Dictionary of National Biography, 1885-1900/Bouchery, Weyman
BOUCHERY, WEYMAN (1683–1712), Latin poet, son of Arnold Bouchery, one of the ministers of the Walloon congregation at Canterbury, was born in that city in 1683, and educated in the King's School there and at Jesus College, Cambridge (B.A. 1702, M.A. 1706).
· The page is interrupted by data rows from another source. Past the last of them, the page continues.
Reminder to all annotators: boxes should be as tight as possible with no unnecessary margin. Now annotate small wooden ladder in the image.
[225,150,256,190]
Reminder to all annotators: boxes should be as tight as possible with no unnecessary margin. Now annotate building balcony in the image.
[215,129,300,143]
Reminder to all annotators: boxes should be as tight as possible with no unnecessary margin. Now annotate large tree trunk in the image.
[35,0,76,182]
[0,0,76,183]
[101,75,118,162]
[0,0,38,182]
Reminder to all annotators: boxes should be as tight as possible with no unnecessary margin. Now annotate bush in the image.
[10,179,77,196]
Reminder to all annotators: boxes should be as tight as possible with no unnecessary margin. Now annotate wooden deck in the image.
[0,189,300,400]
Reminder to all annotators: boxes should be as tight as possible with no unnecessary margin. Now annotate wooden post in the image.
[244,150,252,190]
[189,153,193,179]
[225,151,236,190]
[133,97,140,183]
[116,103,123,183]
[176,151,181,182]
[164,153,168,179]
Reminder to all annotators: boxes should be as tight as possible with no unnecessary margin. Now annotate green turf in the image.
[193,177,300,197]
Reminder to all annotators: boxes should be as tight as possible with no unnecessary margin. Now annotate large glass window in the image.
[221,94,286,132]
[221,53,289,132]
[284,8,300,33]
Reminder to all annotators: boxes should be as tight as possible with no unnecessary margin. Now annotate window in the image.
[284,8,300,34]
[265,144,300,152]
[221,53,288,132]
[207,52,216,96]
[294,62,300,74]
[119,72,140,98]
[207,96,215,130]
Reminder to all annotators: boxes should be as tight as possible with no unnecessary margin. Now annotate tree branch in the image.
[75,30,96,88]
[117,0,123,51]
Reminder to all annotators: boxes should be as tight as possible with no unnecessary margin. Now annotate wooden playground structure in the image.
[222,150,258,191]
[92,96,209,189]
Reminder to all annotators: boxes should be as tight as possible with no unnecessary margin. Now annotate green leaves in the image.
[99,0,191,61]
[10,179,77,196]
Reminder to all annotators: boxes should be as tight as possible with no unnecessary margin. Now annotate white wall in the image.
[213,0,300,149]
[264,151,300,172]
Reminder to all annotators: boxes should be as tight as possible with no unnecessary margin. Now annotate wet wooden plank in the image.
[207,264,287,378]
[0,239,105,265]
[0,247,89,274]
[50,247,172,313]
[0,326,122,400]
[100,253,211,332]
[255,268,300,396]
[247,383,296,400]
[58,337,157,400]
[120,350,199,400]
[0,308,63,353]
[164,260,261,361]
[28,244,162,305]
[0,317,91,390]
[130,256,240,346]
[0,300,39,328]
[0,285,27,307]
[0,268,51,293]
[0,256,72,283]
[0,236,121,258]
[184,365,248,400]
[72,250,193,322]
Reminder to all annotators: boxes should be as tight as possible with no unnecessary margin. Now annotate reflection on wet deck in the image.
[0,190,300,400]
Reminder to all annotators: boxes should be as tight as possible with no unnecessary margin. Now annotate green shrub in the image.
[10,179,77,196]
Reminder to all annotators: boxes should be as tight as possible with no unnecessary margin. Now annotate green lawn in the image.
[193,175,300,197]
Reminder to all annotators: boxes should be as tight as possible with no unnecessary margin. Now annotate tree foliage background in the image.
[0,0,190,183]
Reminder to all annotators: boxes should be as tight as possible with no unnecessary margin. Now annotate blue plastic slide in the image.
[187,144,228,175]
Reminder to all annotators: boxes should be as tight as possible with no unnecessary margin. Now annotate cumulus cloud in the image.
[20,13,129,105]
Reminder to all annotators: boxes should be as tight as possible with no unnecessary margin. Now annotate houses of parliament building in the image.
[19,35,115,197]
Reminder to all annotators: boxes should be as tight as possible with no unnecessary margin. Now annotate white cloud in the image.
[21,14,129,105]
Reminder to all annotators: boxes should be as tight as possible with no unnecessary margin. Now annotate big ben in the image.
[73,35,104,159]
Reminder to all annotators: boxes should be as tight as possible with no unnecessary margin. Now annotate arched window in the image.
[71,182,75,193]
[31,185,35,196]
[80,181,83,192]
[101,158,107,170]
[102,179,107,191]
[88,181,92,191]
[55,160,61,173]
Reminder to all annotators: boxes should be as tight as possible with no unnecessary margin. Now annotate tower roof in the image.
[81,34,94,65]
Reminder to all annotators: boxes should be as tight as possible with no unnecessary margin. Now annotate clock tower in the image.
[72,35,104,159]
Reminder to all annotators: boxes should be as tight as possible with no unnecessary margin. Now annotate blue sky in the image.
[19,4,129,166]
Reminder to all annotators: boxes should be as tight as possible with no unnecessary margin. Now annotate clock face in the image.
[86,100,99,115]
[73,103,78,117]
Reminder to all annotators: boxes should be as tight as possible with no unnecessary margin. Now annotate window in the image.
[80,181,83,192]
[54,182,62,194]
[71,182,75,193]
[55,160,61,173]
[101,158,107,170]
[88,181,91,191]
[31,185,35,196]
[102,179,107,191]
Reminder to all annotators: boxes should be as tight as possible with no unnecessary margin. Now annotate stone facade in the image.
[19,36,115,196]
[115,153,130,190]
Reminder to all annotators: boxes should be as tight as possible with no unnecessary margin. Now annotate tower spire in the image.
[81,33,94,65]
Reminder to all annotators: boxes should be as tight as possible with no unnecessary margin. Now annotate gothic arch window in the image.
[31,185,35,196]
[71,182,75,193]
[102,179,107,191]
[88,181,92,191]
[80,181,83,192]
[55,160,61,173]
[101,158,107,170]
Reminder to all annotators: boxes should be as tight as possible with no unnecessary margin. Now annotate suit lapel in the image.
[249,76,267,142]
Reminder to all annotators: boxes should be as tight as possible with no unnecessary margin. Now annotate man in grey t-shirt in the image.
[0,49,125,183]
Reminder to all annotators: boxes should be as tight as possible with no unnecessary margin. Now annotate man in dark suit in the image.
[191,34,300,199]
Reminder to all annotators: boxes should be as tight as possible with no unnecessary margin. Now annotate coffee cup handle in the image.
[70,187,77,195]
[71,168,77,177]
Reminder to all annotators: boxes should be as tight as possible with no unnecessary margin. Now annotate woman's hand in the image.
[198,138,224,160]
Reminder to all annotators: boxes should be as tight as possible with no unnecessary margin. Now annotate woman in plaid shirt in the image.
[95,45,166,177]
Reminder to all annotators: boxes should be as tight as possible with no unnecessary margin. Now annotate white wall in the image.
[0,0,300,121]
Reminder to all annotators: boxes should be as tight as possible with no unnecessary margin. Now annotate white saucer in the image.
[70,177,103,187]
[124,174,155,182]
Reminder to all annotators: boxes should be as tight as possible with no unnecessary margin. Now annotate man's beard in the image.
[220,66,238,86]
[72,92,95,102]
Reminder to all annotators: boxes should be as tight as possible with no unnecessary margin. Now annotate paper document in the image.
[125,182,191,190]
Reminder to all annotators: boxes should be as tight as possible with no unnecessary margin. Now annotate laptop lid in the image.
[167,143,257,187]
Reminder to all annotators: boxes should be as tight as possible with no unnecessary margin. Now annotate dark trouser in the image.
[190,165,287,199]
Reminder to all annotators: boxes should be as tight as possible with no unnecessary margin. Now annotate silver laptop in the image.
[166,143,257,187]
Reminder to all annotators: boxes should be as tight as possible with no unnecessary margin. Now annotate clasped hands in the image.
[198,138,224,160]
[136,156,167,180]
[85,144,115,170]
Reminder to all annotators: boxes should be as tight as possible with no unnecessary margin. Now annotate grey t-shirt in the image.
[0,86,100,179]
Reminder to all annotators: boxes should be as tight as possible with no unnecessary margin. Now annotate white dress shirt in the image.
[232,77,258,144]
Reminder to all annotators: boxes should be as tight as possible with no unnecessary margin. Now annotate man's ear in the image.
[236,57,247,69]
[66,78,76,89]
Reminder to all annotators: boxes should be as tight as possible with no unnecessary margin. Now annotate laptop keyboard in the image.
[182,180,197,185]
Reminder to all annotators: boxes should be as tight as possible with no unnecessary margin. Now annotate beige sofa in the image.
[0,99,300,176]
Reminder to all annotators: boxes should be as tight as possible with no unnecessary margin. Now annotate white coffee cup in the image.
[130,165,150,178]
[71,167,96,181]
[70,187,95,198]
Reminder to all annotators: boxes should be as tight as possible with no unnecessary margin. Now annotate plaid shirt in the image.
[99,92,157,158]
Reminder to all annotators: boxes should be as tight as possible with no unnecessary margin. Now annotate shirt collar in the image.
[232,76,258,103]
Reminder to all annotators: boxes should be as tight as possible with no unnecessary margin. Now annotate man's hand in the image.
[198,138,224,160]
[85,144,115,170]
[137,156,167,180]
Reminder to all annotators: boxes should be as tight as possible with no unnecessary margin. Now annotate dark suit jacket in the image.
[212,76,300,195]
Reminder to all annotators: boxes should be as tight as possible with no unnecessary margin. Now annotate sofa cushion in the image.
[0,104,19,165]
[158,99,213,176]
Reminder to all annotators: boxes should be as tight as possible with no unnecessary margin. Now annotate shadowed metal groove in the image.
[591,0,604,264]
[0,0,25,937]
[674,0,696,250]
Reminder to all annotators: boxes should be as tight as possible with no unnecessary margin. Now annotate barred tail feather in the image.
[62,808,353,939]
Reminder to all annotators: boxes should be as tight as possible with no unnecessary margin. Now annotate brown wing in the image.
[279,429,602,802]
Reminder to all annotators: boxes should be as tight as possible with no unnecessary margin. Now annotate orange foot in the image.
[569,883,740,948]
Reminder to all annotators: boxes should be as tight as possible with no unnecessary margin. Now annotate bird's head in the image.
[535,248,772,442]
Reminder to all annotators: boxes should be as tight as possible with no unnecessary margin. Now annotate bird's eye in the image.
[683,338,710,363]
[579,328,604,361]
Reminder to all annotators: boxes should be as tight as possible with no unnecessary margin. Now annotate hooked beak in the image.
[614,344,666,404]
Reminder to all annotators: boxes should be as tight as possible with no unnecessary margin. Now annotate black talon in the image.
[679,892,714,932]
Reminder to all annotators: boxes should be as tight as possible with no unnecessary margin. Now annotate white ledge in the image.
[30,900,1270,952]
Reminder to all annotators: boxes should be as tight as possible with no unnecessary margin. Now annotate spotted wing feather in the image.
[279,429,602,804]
It is said that at the time he graduated M.A. he had migrated to Emmanuel College, but the circumstance is not recorded in the 'Cantabrigienses Graduati.' He became rector of Little Blakenham in Suffolk in 1709, and died at Ipswich on 24 March 1712. A mural tablet to his memory was erected in the church of St. George, Canterbury, by his son, Gilbert Bouchery, vicar of Swaffham, Norfolk. He published an elegant Latin poem—'Hymnus Sacer: sive Paraphrasis in Deboræ et Baraci Canticum, Alcaico carmine expressa, e libri Judicum cap. v.,' Cambridge, typis academicis, 1706, 4to.
[Addit. MS. 5864, f. 9b, 19084, ff. 113, 114b; Cantabrigienses Graduati (1787), 46; Hasted's Kent, iv. 469 n.]